Electronic Thesis and Dissertation Repository

Degree

Doctor of Philosophy

Program

Anthropology

Supervisor

Dr. Regna Darnell

Abstract

This dissertation examines cross-genre and cross-cultural discourse between contemporary Indigenous windigo narratives and medical narratives involving the topic of Indigenous youth suicide. The Indigenous narratives include forms that are Western in their origin, the novel, comic book and film, but contain traditional Indigenous narrative patterns, actors and themes. I draw these narratives from fictions produced by Indigenous public intellectuals. The medical narratives represent a cross-section of fields but focus mainly on Coroners’ reports, social determinants of health research and suicide research based in psychology. The goal of my research is to examine how and where these forms of discourse come together in a meaningful way and how that union can benefit the Indigenous communities and medical researchers.

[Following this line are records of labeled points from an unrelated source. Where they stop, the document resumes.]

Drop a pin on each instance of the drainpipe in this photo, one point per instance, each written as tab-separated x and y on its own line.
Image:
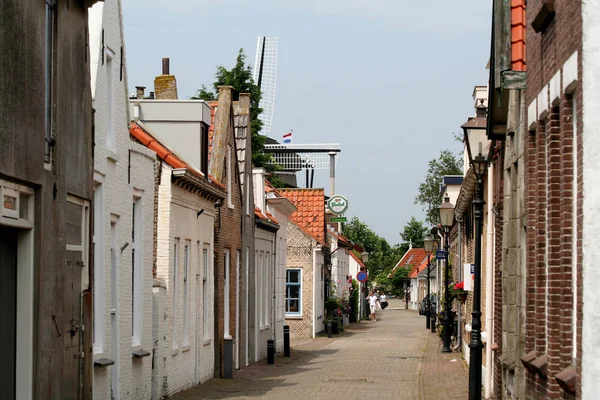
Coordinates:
440	274
489	282
460	277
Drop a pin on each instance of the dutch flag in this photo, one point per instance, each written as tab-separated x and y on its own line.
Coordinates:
287	138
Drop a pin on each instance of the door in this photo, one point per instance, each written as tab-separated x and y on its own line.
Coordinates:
114	321
72	326
8	314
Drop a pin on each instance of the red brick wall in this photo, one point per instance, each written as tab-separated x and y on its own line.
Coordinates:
228	235
549	191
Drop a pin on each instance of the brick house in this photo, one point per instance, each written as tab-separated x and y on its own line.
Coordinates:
270	260
555	201
228	236
122	224
307	263
411	261
46	186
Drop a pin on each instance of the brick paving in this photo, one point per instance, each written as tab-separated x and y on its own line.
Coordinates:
393	358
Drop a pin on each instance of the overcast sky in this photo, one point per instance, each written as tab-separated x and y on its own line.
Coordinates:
390	80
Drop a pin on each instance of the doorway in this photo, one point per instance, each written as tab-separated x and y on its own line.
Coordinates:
8	311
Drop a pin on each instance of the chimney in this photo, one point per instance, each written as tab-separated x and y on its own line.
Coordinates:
165	85
139	92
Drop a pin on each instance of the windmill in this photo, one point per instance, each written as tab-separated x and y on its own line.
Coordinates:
265	76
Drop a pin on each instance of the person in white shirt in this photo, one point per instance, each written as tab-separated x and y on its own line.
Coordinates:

My research methodology includes the application of narrative and literary theory originating from such scholars as M.M. Bakhtin, Paul Ricoeur, Gilles Deleuze and Felix Guattari. Narrative theory is brought together with the ethnographic work of A. Irving Hallowell, Victor Turner, Dell Hymes, and William Labov and Indigenous scholarship, particularly the work of Cree academic, artist and poet Neal McLeod, in order to conduct cross-genre and cross-cultural discourse analysis.

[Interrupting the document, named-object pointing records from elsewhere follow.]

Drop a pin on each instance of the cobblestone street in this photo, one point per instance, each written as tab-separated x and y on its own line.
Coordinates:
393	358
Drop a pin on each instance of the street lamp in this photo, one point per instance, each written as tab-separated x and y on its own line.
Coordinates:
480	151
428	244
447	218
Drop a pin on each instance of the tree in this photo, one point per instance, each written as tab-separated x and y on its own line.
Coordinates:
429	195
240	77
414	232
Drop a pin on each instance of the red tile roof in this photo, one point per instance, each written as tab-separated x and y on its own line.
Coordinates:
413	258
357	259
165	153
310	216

My major research findings are that the cross-genre discourse is not my own construct, as is evidenced by the role of medical narratives within the construction of contemporary Indigenous narratives. Medical narratives, also, demonstrate an application of ethnographic and cultural awareness in their analysis. However, I argue that there are still gaps that can be closed in the discourses that will benefit both sides of the conversation. I argue that by focusing on the points where the discourses meet and where they are disconnected, the field of Indigenous youth suicide can gain a better understanding of the ontological and epistemological view-points of the communities they are studying and how these positions are connected to the stories they tell about their histories.